The Medical University of South Carolina (MUSC), an academic medical center in Charleston, is enrolling participants for a Phase 1b/2 clinical trial to test whether a new combination of two drugs can enhance the immune system in patients suffering from lung cancer. The trial is titled “ALT-803 plus nivolumab in patients with pretreated, advanced or metastatic non-small cell lung cancer.

Lung cancer has two primary types: small cell lung carcinoma (SCLC) and non-small cell lung carcinoma (NSCLC). NSCLC is considered the most common type of lung cancer, and it is relatively insensitive to chemotherapy treatment. This clinical trial will specifically target patients with NSCLC to determine if immunotherapy can be improved using a combination of two powerful drugs, nivolumab (a chemotherapy agent) and ALT-803 (an agonist of interleukin 15, a cytokine which has potent antitumor activity).

“While recently approved immunotherapies are extremely exciting and better than chemotherapy for second-line therapy, about 80 percent of patients will not respond,” Dr. John Wrangle, principal investigator of the trial and medical oncologist, said in a news release.

“By combining two kinds of immunotherapy, we feel we have designed a treatment that is very promising to extend the remarkable benefit experienced by some patients to a larger percentage of people with advanced lung cancer,” Wrangle said.

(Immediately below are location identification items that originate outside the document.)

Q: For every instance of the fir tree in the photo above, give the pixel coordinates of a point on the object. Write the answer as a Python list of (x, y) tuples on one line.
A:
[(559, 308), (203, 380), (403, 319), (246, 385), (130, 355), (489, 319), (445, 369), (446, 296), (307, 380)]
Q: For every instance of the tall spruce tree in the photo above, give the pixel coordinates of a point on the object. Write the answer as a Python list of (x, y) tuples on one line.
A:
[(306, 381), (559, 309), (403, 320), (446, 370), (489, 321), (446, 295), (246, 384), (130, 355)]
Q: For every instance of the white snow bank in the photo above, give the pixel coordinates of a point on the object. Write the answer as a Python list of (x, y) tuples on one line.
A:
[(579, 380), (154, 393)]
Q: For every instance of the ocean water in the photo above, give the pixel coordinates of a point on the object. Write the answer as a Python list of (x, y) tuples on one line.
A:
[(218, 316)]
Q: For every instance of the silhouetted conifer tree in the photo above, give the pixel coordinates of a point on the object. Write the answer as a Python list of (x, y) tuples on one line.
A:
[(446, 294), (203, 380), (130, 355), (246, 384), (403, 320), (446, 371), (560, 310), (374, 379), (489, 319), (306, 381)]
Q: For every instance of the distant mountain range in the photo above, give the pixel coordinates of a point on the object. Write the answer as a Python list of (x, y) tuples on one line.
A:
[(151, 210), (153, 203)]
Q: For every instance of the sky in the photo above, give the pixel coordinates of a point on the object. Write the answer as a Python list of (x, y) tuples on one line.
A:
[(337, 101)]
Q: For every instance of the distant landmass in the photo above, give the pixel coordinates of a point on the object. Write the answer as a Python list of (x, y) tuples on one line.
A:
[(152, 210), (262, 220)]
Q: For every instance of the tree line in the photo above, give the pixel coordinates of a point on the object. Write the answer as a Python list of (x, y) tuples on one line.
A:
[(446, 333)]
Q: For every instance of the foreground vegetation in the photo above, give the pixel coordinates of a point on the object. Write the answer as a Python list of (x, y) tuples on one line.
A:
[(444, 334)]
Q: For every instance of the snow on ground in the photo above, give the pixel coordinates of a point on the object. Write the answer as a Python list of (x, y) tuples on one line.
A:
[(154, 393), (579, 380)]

In the trial, the team will evaluate the efficacy of the drug combination nivolumab plus ALT-803, and examine how patients react to this therapy.

Nivolumab is a checkpoint inhibitor drug that blocks ligand activation of the programmed cell death to assist healthy cells fighting tumors. The efficacy of this drug administrated alone was shown only in about 5 percent of the patients. On the other hand, the drug created by Altor Bioscience, ALT-803, is a powerful immune stimulation factor that is supposed to boost the power of nivolumab.

“Instead of simply cutting the brake cables of the immune cells using only a checkpoint blocker, we are also adding fuel in the form of ALT-803 so the immune cells will have optimal stimulation and ability to kill tumor cells,” said Mark Rubinstein, Ph.D., a member of the research team who designed the trial.